Les opérateurs télécom sont autorisés à traiter les données des utilisateurs si cela est nécessaire à la garantie d’une communication sûre. Les métadonnées pourraient quant à elles être analysées pour assurer la qualité du service, pour des raisons de tarification ou si les utilisateurs donnent leur accord.

« Intérêt légitime »

Un groupe d’États membres a proposé que la directive soit plus calquée sur le règlement sur la protection des données, qui inclut des garde-fous en termes de vie privée et permet aux organisations de traiter les données si elles ont un « intérêt légitime » à le faire, et bien sûr en cas de consentement des utilisateurs.

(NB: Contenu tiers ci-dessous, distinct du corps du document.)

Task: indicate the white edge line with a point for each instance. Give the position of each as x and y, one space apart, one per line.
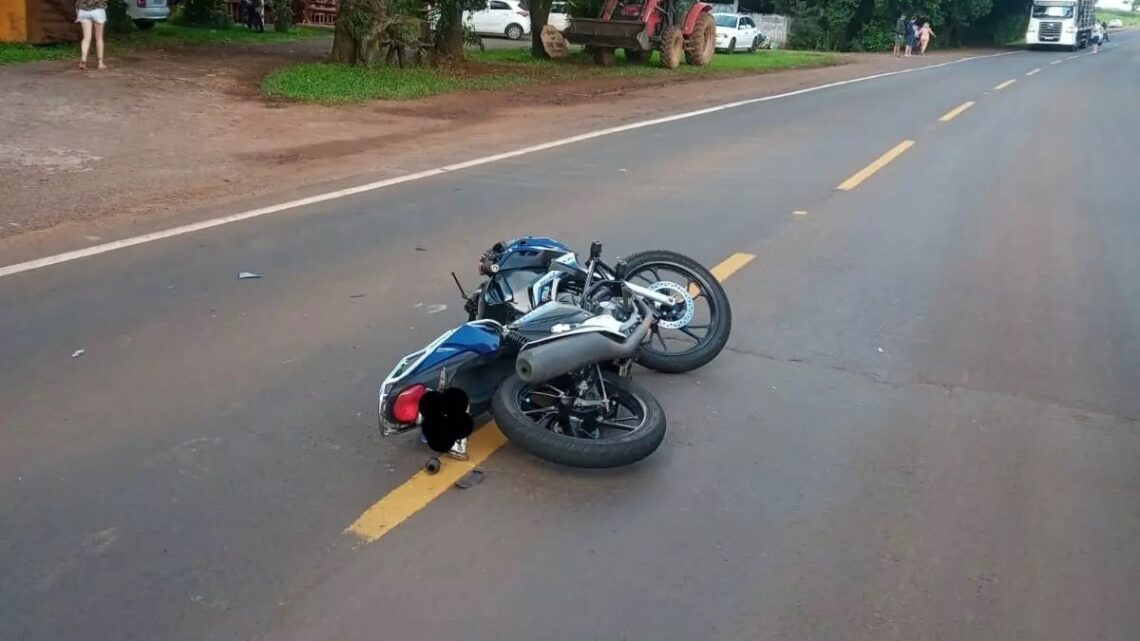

La proposition de rapport stipule également qu’un « certain nombre de questions devront être soulevées dans le cadre des communications entre machines ». Certaines entreprises et fabricants se sont en effet plaints du fait que la proposition de l’exécutif européen pourrait modifier la manière dont les firmes traitent les données privées collectées par des dispositifs liés aux objets connectés.

Les États ne s’arrêtent pas là et jettent également le doute sur le calendrier de la Commission, qui prévoit l’entrée en vigueur de ces règles le 25 mai 2018, en même temps que le nouveau règlement sur la protection des données. Une échéance irréaliste, selon le rapport. Des sources soulignent en effet que ce sera impossible  si les négociations sont aussi houleuses qu’elles l’ont été pour le règlement, qui a été négocié sur quatre ans.